AVC: In a way, he might be better off if he wholeheartedly sold out, rather than sustain a kind of low-level employment so the contradiction isn’t too keen. It’s like his girlfriend seems to think that running a shop called Smash The System that sells dirty T-shirts is somehow a challenge to the dominant power structure.

SC: [Laughs.] I know. See, that makes me laugh. I find that kind of cute, too. He would be good company, because he’s someone that reads books. That’s the other thing, is we wanted to do a comedy character who wasn’t stupid. He has a certain kind of knowledge about things, but he just mouths off. He’s very self-opinionated.

AVC: You took the characters on the road last year. Were some harder to take out of mothballs than others?

SC: I wanted to go on the road because I wanted to give myself more of a jolt. Getting in front of an audience and doing a show for two hours—making myself do it. I needed to do it, and I kind of wanted to do it to see if I still could. It gives me reasons to keep myself well-oiled, and I get to see the audience again and make that connection. When you work in the media, it’s so many stages removed, so that was important. And also to go back to doing punchlines. There’s something quite joyful about doing comedy which doesn’t really need much analysis. I’m not elitist. I like to do crowd-pleasing stuff which is a bit smart, but is just about belly laughs.

It was good to do that, good to hear that kind of laughter. It was different with characters like Tom Saxondale. When I went to Australia and toured there, I jettisoned him and brought back Tony Ferrino. Although those characters can work great, they don’t lend themselves especially to live stuff, because you have to broaden the characters out, and broadening him out stopped him being what he was. Alan Partridge, by contrast, you can sort of broaden him a bit onstage. Deliberately make him less dynamic and more ignorant, and you get the laughs more easily.

AVC: Alan is a performer, whereas Tommy Saxondale wouldn’t be on a stage unless he was plugging in an amp.

SC: You sort of have to contrive it. Paul Calf works very well onstage, but there’s no real reason—why is this drunk, out-of-work barroom bore on a stage? There’s no real reason why he’s there, yet he works. Because the basis is, he’s a slightly intoxicated barroom bore, which we all know immediately.

AVC: So what’s the status of the Alan Partridge movie?

SC: The status is that it’s going to happen. I’m taking meetings about it next week. It’s getting the three most important people—we’ve sort of splintered.

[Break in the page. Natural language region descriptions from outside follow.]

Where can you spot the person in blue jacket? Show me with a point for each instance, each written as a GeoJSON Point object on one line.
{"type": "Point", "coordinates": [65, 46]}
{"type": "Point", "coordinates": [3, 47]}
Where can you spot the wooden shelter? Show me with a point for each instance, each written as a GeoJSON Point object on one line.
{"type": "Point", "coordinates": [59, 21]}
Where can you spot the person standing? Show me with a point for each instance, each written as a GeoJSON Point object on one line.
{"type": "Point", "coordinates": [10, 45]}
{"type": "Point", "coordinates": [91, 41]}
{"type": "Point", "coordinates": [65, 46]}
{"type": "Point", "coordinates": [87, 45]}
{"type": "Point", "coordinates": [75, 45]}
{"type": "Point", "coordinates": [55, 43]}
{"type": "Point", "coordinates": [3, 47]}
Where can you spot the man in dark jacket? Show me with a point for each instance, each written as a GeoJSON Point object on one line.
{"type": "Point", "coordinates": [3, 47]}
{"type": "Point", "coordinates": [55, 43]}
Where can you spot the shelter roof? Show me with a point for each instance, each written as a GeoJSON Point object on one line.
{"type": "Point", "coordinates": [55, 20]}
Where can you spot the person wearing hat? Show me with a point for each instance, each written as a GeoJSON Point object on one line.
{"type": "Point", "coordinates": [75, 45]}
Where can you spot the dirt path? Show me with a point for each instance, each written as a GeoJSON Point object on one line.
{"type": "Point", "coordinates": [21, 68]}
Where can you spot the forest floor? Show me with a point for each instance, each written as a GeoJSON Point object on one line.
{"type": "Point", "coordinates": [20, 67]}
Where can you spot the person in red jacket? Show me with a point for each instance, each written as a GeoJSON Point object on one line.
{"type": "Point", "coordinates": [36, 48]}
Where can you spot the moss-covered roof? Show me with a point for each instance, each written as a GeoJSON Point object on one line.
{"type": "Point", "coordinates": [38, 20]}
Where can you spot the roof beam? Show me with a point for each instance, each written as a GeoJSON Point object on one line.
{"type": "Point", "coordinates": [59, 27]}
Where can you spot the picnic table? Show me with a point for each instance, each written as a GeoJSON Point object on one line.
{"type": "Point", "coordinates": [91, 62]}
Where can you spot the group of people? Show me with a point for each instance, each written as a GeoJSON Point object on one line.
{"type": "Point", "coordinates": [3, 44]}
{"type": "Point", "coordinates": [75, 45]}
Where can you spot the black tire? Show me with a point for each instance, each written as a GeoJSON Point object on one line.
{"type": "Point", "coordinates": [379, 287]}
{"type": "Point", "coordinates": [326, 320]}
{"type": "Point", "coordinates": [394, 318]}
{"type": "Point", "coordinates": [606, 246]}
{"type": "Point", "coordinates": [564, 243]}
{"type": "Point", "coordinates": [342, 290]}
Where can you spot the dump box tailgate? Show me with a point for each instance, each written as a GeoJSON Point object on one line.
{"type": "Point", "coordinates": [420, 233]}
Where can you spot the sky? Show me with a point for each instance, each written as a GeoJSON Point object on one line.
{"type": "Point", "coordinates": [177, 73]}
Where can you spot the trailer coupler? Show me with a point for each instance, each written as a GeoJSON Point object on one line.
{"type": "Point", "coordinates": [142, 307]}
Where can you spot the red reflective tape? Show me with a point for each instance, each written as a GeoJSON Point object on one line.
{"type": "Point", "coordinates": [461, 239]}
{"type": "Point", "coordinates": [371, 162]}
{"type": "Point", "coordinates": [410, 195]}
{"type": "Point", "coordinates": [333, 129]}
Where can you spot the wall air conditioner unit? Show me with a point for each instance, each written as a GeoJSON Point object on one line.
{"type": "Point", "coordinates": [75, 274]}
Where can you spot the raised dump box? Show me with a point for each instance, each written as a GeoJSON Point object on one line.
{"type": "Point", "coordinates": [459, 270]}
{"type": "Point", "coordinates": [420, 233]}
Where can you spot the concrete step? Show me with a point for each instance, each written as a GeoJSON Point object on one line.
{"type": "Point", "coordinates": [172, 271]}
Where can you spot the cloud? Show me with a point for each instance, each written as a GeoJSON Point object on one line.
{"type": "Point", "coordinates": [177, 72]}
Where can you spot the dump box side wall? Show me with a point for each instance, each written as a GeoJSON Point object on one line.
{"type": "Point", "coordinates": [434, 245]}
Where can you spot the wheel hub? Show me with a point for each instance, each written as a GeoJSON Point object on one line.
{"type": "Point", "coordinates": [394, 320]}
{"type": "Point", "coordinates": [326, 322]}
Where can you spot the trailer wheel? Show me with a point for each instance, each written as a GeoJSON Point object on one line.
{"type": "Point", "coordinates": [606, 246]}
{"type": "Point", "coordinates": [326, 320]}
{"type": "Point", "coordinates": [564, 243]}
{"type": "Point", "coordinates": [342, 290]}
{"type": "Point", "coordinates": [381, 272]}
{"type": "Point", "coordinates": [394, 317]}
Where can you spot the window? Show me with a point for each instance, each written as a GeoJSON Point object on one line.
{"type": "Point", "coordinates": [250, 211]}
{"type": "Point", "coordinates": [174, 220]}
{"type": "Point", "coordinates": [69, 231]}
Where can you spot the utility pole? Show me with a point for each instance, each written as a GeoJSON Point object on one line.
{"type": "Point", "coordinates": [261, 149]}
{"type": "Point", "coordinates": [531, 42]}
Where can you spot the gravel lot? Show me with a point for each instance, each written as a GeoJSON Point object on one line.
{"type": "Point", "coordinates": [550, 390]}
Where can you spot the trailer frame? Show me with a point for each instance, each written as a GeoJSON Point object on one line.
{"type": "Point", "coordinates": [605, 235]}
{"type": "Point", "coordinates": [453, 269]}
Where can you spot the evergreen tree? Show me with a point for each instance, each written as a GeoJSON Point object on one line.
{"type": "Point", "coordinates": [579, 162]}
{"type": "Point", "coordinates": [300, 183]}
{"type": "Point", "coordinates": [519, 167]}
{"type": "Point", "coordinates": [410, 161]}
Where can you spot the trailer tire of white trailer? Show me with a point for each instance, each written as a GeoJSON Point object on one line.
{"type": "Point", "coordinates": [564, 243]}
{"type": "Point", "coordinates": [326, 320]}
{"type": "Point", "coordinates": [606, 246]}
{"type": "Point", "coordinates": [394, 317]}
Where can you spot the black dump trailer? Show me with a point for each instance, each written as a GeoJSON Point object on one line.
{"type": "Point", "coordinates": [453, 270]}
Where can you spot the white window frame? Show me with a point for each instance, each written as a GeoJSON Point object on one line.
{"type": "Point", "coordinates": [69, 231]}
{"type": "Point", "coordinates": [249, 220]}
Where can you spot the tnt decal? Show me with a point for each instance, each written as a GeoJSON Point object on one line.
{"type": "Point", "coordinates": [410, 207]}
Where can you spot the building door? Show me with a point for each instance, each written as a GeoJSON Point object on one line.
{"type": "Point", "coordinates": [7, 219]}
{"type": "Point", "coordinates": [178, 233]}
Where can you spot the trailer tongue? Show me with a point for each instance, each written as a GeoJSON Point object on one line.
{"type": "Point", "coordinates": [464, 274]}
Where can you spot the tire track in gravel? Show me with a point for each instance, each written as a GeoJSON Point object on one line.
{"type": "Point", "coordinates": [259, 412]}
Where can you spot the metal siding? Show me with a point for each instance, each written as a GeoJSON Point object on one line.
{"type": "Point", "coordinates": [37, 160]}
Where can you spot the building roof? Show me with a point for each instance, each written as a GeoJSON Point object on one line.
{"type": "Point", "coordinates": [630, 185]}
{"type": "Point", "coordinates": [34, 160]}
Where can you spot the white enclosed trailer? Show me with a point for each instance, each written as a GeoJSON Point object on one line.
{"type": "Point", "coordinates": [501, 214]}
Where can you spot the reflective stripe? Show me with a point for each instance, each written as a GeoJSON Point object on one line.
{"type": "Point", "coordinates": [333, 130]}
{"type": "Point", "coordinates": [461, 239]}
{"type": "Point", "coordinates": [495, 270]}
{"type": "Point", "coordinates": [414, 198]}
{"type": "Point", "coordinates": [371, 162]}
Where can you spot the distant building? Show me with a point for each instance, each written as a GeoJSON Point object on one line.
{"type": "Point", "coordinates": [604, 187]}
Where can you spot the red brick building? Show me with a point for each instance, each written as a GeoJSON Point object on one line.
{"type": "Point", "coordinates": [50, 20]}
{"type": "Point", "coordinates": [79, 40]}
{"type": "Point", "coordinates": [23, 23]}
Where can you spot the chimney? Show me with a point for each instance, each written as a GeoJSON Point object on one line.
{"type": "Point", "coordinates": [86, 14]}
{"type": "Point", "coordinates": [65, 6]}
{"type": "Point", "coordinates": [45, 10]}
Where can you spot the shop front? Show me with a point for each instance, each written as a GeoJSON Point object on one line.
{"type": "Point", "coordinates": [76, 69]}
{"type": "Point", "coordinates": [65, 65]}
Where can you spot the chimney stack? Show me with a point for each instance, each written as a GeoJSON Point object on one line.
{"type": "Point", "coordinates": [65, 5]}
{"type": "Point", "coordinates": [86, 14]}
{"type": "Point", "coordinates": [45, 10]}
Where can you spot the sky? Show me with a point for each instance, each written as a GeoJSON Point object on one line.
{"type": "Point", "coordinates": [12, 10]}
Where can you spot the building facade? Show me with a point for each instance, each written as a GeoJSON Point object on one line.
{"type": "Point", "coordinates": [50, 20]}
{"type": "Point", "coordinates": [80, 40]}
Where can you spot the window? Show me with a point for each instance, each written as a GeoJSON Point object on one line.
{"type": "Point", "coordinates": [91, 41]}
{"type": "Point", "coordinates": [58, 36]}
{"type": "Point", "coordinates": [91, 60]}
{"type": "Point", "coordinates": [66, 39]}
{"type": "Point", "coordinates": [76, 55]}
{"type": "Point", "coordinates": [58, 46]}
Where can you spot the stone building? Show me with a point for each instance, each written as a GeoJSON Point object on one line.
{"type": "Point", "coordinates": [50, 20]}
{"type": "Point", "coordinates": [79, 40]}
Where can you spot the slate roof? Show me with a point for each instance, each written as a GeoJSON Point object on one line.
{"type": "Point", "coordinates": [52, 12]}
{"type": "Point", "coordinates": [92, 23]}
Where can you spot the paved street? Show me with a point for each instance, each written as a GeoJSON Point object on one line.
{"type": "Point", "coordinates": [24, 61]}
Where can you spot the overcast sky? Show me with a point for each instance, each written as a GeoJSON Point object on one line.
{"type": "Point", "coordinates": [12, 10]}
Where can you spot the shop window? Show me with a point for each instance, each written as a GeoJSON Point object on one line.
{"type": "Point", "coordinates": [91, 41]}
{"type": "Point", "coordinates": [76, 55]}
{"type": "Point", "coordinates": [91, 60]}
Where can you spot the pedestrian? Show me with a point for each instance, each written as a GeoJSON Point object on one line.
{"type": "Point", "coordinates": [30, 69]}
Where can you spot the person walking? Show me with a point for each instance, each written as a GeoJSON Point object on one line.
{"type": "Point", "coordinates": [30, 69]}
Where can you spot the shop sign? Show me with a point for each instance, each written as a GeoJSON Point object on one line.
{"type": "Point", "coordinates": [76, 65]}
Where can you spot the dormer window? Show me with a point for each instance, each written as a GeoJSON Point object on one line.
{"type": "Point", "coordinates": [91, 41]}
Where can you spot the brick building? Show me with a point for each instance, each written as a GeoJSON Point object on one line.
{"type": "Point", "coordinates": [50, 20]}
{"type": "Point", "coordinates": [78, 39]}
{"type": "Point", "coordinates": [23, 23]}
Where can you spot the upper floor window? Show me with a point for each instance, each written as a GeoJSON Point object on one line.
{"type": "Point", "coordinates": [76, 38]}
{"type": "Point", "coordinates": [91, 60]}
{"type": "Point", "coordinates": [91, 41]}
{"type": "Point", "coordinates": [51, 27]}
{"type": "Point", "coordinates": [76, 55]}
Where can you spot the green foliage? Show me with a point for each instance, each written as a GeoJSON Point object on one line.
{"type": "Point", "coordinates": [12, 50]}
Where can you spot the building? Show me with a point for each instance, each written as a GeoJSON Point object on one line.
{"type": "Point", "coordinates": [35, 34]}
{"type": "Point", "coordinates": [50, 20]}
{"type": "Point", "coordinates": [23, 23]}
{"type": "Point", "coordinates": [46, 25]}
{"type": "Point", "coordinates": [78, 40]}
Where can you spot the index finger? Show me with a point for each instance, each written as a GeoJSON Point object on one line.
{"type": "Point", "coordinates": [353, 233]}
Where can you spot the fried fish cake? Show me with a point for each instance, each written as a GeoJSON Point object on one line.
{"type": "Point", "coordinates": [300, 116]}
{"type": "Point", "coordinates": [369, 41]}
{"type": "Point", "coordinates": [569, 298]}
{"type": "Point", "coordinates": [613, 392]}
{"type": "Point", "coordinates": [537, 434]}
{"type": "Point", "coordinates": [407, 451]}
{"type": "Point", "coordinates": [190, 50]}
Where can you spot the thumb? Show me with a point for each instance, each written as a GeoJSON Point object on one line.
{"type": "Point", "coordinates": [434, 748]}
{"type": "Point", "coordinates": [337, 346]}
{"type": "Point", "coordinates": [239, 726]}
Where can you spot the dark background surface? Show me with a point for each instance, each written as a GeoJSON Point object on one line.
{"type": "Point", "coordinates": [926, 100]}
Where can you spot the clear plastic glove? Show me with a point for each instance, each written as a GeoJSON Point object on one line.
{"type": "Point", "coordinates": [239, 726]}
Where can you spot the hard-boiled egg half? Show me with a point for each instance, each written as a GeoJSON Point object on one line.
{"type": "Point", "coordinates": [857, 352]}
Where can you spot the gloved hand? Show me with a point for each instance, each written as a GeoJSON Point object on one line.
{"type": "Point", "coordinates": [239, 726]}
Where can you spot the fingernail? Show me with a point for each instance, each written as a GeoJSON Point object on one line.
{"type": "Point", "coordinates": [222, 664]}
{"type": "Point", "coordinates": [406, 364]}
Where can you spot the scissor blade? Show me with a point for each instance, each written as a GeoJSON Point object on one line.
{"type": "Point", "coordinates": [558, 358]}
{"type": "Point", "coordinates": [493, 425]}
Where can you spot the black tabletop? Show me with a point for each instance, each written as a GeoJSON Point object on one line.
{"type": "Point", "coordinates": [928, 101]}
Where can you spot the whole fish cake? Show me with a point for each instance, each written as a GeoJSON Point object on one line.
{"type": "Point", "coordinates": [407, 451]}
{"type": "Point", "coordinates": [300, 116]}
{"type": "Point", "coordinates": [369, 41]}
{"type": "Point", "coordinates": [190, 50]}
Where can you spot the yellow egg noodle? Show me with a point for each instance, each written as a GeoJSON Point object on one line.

It’s getting us all in the same space so we can actually focus on it. That’s now starting to happen. It was also something that for a while, I felt ambivalent about, but I want to do it and get it done.

AVC: The three are you, Armando Iannucci, and who else?

SC: Peter Baynham, who is based in America now, and wrote Borat. It’s very difficult trying to get the three of us in one room. We’re having to do Skype and conference calls at the moment. But it’s now become sort of a real thing, and it’s something I want to do. The character, almost despite his success, as a character still makes me laugh. I still find him funny. I still find myself jotting things down, going, “Oh this would be a funny thing for him to do.” Which is a great thing, when a character just exists in your head. You can play with him. The weird thing is that sometimes I play with a character in my head that happens to become very successful, and everybody knows. I have to remember that although it can feel like they own him, they don’t totally own him, and he’s still this thing my pals and I came up with.